To understand the role gBGC plays in the variation of π with GC in Leptidea, we investigated the properties of the DAF spectra separately for all four mutation categories mentioned above. All mutation classes showed a qualitatively negative quadratic relationship between π and GC content (Figure 5D, Figure S3), which indicates that factors other than gBGC are the main determinants of the relationship between GC content and diversity (c.f. Figure 5C). A majority of the segregating sites were GC-changing and S→W contributed most to π across all centiles (Swe-sin: Figure 5D Others: Figure S3).
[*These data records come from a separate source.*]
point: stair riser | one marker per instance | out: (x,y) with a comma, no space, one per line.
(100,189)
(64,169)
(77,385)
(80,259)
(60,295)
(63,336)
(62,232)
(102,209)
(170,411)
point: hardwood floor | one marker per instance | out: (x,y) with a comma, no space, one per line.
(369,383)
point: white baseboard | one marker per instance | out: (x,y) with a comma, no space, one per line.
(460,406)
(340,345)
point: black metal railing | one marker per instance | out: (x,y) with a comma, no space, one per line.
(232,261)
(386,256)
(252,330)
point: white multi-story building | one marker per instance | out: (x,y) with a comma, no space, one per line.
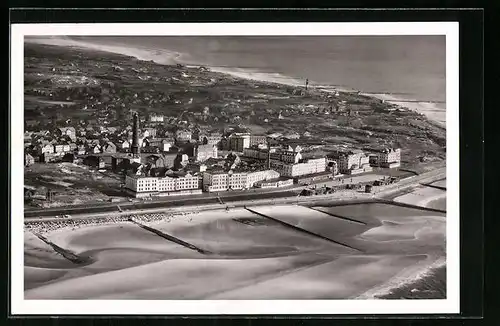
(141,186)
(204,152)
(309,166)
(222,181)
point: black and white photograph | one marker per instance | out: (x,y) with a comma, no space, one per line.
(237,164)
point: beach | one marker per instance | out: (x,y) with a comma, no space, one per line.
(273,252)
(251,257)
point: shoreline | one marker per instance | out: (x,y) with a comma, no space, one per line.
(166,57)
(407,276)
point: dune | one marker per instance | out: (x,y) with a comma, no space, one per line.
(35,276)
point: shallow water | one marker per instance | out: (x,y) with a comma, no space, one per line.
(262,260)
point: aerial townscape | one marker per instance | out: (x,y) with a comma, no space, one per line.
(111,139)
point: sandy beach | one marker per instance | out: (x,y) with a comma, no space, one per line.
(251,257)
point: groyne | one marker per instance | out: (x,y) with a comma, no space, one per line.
(300,229)
(170,238)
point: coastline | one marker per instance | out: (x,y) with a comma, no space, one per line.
(166,57)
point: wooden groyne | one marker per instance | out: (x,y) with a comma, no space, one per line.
(389,202)
(433,186)
(171,238)
(338,216)
(300,229)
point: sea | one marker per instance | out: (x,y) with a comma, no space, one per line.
(400,68)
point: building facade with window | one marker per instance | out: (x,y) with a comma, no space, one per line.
(310,166)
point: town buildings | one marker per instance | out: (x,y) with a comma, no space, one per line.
(389,158)
(204,152)
(67,131)
(28,160)
(156,118)
(219,180)
(183,136)
(212,138)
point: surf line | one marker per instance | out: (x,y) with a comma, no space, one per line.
(300,229)
(171,238)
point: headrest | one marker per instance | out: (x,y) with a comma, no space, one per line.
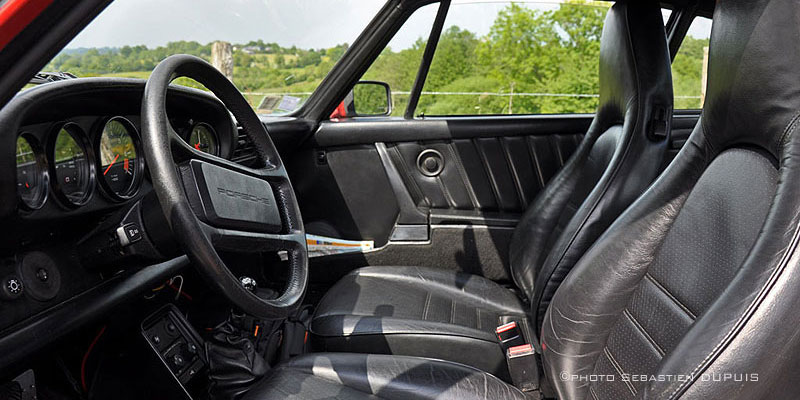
(634,61)
(753,91)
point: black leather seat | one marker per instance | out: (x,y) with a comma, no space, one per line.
(694,291)
(417,311)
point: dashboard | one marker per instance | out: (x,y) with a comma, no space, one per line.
(71,163)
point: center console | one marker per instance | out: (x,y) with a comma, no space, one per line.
(179,349)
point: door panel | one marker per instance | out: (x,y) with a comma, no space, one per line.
(501,174)
(361,179)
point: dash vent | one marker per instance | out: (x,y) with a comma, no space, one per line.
(245,153)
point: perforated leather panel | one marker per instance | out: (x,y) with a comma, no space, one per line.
(712,234)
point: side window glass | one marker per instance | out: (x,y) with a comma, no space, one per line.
(396,67)
(516,58)
(690,64)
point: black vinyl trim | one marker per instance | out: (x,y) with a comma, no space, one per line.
(26,337)
(427,57)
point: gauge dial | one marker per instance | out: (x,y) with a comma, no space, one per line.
(119,163)
(204,138)
(73,171)
(31,173)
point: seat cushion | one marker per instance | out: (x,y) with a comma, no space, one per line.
(418,312)
(362,376)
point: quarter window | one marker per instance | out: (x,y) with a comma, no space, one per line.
(689,67)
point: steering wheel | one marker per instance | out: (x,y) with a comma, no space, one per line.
(211,203)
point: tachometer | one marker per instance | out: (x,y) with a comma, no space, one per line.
(204,138)
(73,172)
(120,162)
(31,173)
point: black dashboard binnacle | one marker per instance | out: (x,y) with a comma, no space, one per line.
(73,178)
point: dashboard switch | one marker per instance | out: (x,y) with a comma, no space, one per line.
(129,233)
(12,288)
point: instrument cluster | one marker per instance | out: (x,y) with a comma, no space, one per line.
(74,164)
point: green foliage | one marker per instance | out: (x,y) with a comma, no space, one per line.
(370,99)
(687,72)
(530,61)
(526,52)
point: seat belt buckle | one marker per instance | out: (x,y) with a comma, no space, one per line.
(509,335)
(523,367)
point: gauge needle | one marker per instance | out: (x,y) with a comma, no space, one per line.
(111,165)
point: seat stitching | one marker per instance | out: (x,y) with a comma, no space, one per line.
(593,393)
(663,289)
(618,368)
(644,333)
(743,319)
(427,304)
(343,384)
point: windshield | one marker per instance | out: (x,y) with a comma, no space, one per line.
(276,52)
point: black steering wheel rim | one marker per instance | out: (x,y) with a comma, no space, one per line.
(176,184)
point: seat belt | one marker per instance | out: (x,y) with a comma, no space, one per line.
(521,357)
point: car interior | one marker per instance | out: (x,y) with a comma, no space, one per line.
(644,250)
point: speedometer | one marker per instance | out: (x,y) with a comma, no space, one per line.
(120,162)
(204,138)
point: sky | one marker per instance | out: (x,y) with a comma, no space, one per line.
(302,23)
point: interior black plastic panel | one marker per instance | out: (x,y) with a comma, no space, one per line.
(228,199)
(493,167)
(486,174)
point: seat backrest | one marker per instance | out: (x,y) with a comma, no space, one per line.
(619,157)
(695,290)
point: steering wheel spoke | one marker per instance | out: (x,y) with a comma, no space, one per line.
(253,242)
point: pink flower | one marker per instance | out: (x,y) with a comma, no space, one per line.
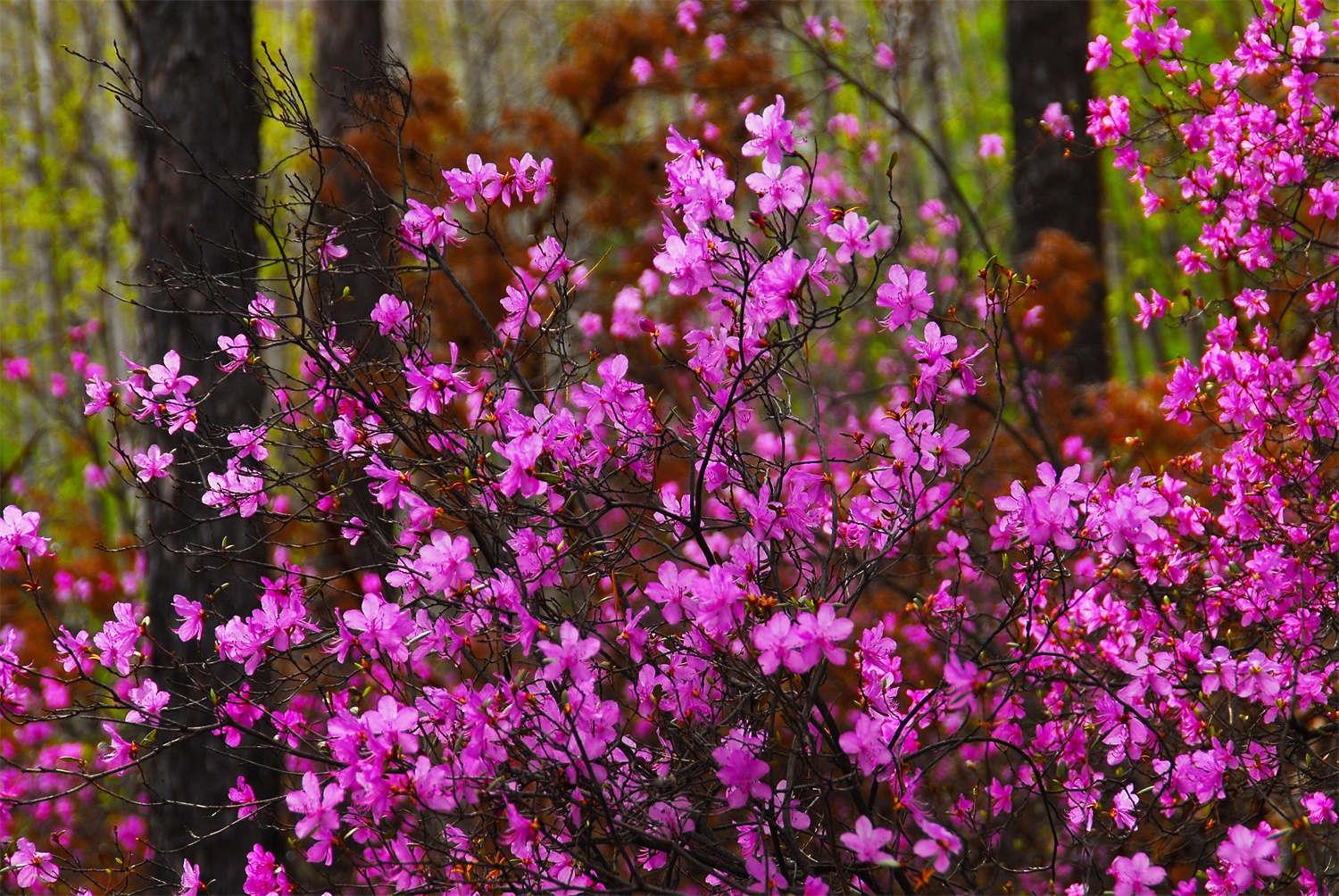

The effects of linked selection and GC content on genetic diversity

Having rejected gBGC as a main contributor to the distribution of π along the GC gradient warrants the question: can the pattern be explained by reductions in diversity caused by linked selection? Linked selection has previously been shown to affect genetic diversity in butterfly genomes (Martin, et al. 2016; Talla, Soler, et al. 2019). Selection affecting linked sites will reduce genetic diversity unequally across the genome dependent on density of targets of selection and the rate of recombination. In agreement with this, CDS density, which can be used as a proxy for the intensity of linked selection in general but background selection in particular, was larger where π was lower (Figure 4D, Figure S4).
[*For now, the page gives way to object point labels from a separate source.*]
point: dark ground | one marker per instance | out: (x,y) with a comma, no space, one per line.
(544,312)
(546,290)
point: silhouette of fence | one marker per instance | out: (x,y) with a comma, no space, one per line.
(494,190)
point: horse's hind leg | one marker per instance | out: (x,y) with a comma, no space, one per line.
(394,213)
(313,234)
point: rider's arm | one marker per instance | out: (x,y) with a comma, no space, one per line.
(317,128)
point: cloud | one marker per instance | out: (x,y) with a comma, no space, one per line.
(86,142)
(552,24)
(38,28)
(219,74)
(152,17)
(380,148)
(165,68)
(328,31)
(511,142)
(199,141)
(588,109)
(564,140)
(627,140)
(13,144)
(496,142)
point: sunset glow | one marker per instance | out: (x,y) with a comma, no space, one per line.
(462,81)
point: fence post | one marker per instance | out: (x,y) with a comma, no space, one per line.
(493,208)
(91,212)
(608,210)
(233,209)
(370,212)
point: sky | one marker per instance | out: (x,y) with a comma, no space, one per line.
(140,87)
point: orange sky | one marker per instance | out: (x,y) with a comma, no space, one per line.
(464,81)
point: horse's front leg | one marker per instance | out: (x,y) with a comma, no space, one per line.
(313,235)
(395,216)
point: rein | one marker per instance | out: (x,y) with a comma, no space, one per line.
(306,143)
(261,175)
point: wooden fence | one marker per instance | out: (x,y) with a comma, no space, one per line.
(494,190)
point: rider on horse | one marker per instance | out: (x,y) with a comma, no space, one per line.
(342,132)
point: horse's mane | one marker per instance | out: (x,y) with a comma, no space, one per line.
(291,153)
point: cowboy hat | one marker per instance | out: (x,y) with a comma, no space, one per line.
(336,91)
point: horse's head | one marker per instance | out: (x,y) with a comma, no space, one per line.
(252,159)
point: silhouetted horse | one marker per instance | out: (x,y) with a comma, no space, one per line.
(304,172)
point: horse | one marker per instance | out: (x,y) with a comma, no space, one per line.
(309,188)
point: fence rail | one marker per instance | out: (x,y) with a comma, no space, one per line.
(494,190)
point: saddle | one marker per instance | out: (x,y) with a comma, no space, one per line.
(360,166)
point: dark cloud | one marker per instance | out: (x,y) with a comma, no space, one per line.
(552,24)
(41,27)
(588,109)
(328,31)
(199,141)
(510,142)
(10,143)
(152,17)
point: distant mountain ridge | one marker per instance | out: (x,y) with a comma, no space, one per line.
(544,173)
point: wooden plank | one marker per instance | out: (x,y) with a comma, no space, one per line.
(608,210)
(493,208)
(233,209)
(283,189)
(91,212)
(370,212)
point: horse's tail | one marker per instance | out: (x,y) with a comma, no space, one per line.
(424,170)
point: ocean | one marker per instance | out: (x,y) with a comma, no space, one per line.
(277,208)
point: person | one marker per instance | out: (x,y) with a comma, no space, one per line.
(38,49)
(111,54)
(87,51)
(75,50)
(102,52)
In addition, regional variation in mutation rate (μ) will also contribute to a heterogenous diversity landscape. We here suggest that GC content influences mutation rate for three reasons: i) π varies conspicuously with GC content (Figure 4D), ii) the S→W mutation bias appears to be affected by GC content (Figure 3 C), and, iii) GC content has been shown to be a major determinant of the mutation rate at CpG sites in humans (Fryxell and Moon 2005; Tyekucheva, et al. 2008; Schaibley, et al. 2013). Since guanine and cytosine are bound by three hydrogen bonds, one more than for adenine and thymine, it is believed that a higher local GC content reduces the formation of transient single-stranded states (Inman 1966). Cytosine deamination, which leads to C/G→T/A mutations, occurs at a higher rate in single-stranded DNA (Frederico, et al. 1993). Thus a higher GC content appears to reduce CpG mutation rates on a local scale of ca 2kb (Elango, et al. 2008). Mutation rate variation determined by local GC content outside the CpG context are less studied but negative correlations have been observed for most mutation classes in humans (Schaibley, et al. 2013).
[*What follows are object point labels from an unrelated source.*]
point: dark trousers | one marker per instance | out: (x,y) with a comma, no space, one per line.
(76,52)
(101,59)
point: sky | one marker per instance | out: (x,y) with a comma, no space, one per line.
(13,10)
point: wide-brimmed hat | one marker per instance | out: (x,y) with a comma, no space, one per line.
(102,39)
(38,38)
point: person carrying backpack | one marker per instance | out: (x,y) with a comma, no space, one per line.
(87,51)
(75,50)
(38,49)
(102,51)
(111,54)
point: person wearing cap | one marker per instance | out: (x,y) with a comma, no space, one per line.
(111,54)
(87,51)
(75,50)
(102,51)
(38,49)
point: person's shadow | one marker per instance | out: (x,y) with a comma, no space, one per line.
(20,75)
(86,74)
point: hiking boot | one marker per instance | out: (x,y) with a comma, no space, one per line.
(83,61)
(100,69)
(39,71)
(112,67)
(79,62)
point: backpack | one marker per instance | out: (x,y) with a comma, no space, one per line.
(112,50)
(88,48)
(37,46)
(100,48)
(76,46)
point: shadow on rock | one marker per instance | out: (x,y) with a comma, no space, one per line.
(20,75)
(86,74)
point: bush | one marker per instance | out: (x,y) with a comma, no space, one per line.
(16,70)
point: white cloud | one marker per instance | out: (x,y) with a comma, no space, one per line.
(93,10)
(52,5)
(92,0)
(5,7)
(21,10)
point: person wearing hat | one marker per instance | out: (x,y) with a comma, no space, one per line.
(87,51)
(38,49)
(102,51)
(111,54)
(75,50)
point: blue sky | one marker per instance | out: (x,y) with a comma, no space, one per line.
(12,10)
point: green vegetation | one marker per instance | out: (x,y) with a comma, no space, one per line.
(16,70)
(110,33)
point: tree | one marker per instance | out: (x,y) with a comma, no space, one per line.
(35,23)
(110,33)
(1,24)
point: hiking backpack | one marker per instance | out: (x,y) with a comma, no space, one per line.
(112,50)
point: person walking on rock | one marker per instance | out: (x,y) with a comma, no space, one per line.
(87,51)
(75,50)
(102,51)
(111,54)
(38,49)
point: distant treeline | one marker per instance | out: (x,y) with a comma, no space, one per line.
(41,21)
To disentangle the relative contribution of GC content and CDS density on variation in π, we visualized the multivariate data by a coplot. The GC centiles were placed in five bins of equidistant GC content and separated by mutation category (Figure 6, Figure S4). The fifth bin was not considered as it included only a single centile with the highest GC content. First, we studied the association between GC content and CDS density (Figure 6A). GC content was negatively associated with CDS density in bin 1 and 2, while bin 3 showed no relationship and bin 4 a positive correlation (Figure 6A). Second, we considered the relationship between π and CDS density for all mutation categories. Here the general trend was negative, across GC bins, populations and mutation categories. In addition, the slopes got more negative with increasing GC content (Figure 6B, Figure S4).

Figure 6:
  • Download figure
  • Open in new tab
Figure 6: Relationship between π, CDS density and GC content.

A) shows the relationship between CDS density and GC content for Swe-sin in four nonoverlapping equidistant intervals of GC content. B) instead shows the relationship between π and CDS density in the same bins separately for: S→S, W→W, S→W and W→S mutations. The fifth GC content bin is not shown because it includes only one centile. See Figure S4 for the other populations. R2 = proportion of variation explained, k = slope of regression (times 103 for readability in B). GC bins 1-4 shown left to right. Mutation categories from top to bottom row: S→S, W→W, S→W and W→S.

For the GC-neutral mutation categories we observed the steepest negative slope when CDS density and GC content had a positive relationship (Bin 4, Figure 6, Figure S4). This may be caused by a joint effect of higher local GC content and CDS density contributing to a reduction in genetic diversity (Figure 6A, B). Despite a similar spread in CDS density, most populations showed fewer significant trends for bin 2. For Swe-sin the W→W mutation category even showed a positive slope (Figure 6B). Possibly a result of the negative relationship between GC content and CDS density giving an antagonistic response on diversity. When only GC content varied, π was also reduced for some but not all mutation categories and populations (Bin 3, Figure 6, Figure S4). When CDS density and GC content had a negative relationship, the slope was shallow but lower π was still consistent with a higher proportion of coding sequence (Bin 1, Figure 6). From these results we conclude that both GC content itself and linked selection affect diversity across the genome in Leptidea butterflies.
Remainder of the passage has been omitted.